Back to Knowledege base

Diagnosing Why Ready Jobs Won't Start

Understanding conditions, load levels, and scheduling constraints that prevent job execution

Understanding Job Ready States

A job becomes "ready" when:

  • Current time ≥ scheduled run time
  • All conditions satisfied
  • Not already running or held

However, being ready doesn't guarantee immediate start. Several factors can block execution.

Common Reasons Jobs Wait

Load level constraints : CLOAD + job load > LOADLEVEL

Unsatisfied conditions : One or more conditions evaluate false

Remote variable unavailable : Critical condition references unavailable remote host

User load limit exceeded : User's total running jobs exceed their limit

Priority ordering : Higher priority jobs started first

Start rate limiting : STARTLIM/STARTWAIT delaying batch start

Diagnostic Approach

Step 1: Identify Waiting Job

bash

# List all jobs and their states
btjlist

# Focus on jobs that should be running
btjlist | grep -v " Run " | grep -v " Held "

Note the job number of the waiting job.

Step 2: Check Job Details

bash

# Get comprehensive job information
btjlist <job_number>

# Or use btjstat for detailed status
btjstat <job_number>

Look for:

  • Time to run (should be in past)
  • Conditions list
  • Load level value
  • Priority
  • State/status

Step 3: Check Load Levels

bash

# View system load variables
btvar -v LOADLEVEL CLOAD

# Check job's load level
btjlist <job_number> | grep "Load level"

Calculation:

If CLOAD + job_load > LOADLEVEL, job cannot start.

Example:

LOADLEVEL: 20000
CLOAD: 18500
Job load: 2000

18500 + 2000 = 20500 > 20000  ← Job blocked

Solution:

Wait for running jobs to complete (reducing CLOAD), or increase LOADLEVEL:

bash

btvar -s LOADLEVEL 25000

Step 4: Examine Conditions

bash

# View job conditions
btjlist <job_number>
# Look for "Conditions:" section

Each condition shows:

  • Variable name
  • Comparison operator
  • Expected value
  • Critical flag

Example condition:

STATUS = Ready

Check variable's actual value:

bash

btvar -v STATUS

If STATUS contains "Pending" instead of "Ready", condition not satisfied.
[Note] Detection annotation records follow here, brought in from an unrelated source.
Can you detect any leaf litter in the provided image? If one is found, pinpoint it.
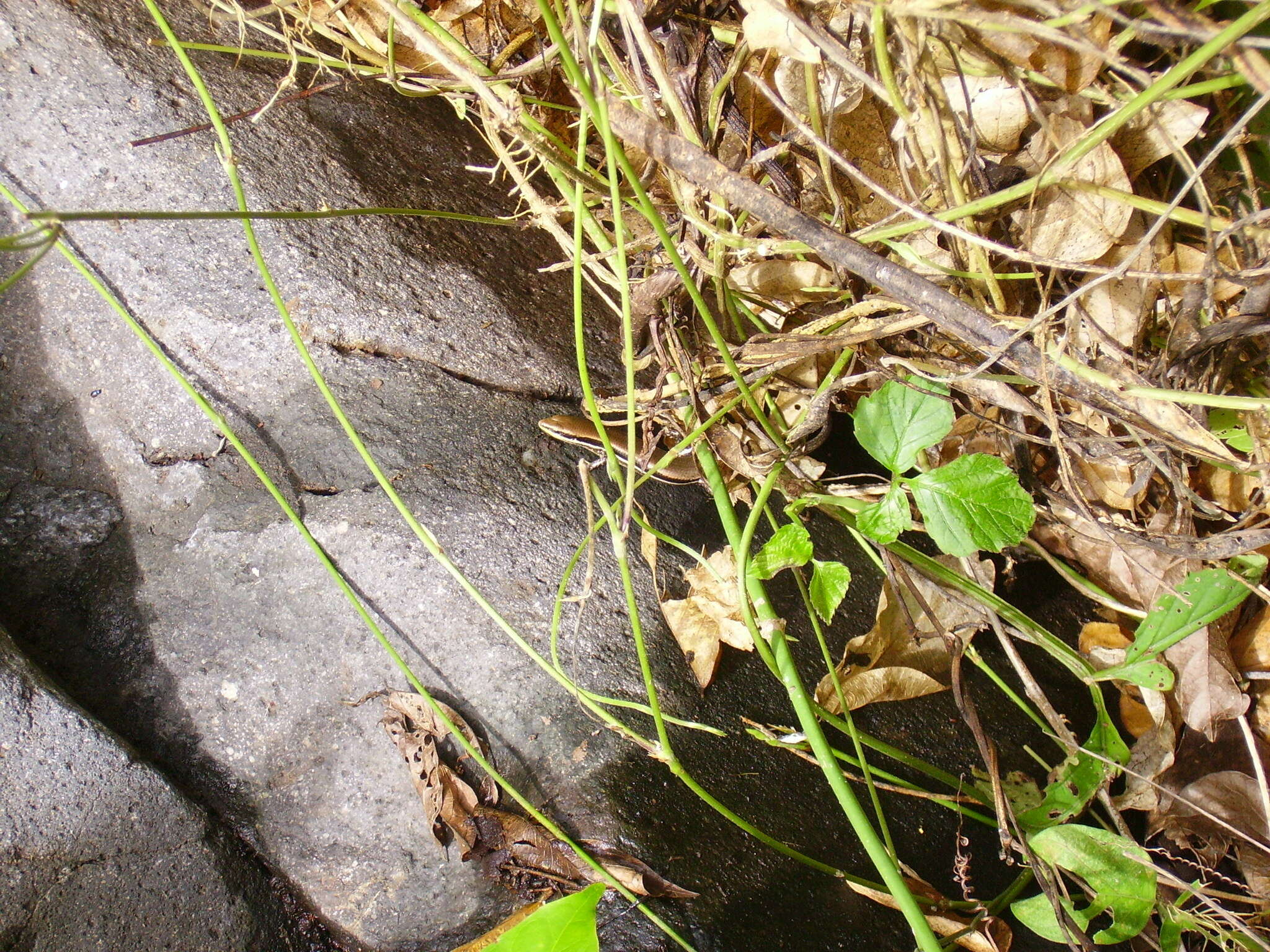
[380,690,697,900]
[190,0,1270,935]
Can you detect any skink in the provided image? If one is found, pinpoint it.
[538,416,701,483]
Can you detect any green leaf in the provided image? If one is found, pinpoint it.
[485,882,605,952]
[1011,824,1156,946]
[1010,892,1068,943]
[852,377,954,472]
[810,558,851,625]
[1015,688,1129,830]
[1208,407,1252,453]
[856,482,913,546]
[907,453,1036,556]
[1121,556,1266,666]
[749,522,812,579]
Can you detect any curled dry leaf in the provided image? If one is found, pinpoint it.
[1032,500,1199,610]
[1067,212,1160,351]
[1148,722,1270,883]
[740,0,820,62]
[1196,464,1261,513]
[1158,241,1243,303]
[1231,606,1270,674]
[1013,114,1133,262]
[1111,99,1208,178]
[380,690,697,899]
[944,76,1031,154]
[728,258,838,305]
[662,546,755,690]
[815,556,993,713]
[1165,622,1248,735]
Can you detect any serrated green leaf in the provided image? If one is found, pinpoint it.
[1015,694,1129,830]
[1011,824,1156,946]
[485,882,605,952]
[1208,407,1252,453]
[749,522,812,579]
[1010,892,1067,942]
[852,378,954,472]
[1122,556,1266,666]
[809,558,851,625]
[856,482,913,546]
[907,453,1036,556]
[1092,659,1173,690]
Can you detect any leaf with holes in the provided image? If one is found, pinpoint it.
[1124,555,1266,666]
[1010,824,1156,946]
[852,379,954,472]
[1016,694,1129,830]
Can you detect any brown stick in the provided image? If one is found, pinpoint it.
[128,80,344,149]
[608,95,1229,458]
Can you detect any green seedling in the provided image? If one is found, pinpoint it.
[855,378,1036,556]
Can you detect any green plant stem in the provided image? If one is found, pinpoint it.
[0,174,692,950]
[128,12,692,951]
[697,457,941,952]
[27,208,513,229]
[0,227,60,294]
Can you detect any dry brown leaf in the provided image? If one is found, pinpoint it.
[1231,606,1270,672]
[453,902,542,952]
[815,556,992,713]
[662,546,755,690]
[728,258,838,305]
[1165,624,1248,736]
[1072,449,1152,511]
[1031,14,1111,93]
[740,0,820,62]
[1148,721,1270,866]
[1032,500,1199,610]
[944,75,1031,154]
[830,97,904,224]
[1111,99,1208,178]
[1248,682,1270,744]
[1158,242,1243,303]
[847,876,1015,952]
[1067,212,1160,351]
[1196,464,1261,513]
[1013,114,1133,262]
Step 5: Check Variable Values

For each condition on the job, verify variable value:

bash

# Check specific variable
btvar -v <variable_name>

# Check multiple variables
btvlist | grep -E "var1|var2|var3"

For remote variables:

bash

# Remote variable format: machine:varname
btvar -v remotemachine:STATUS

If remote machine unavailable and condition is critical, job blocked.

Step 6: Verify User Load Limits

bash

# Check user's current load usage
btjlist -u <username> | grep " Run "

# Count running jobs' total load
btjlist -u <username> | grep " Run " | awk '{sum+=$NF} END {print sum}'

Compare against user's load level limit (requires admin access to view):

bash

btuser -l <username>
# Look for "Max total ll" (maximum total load level)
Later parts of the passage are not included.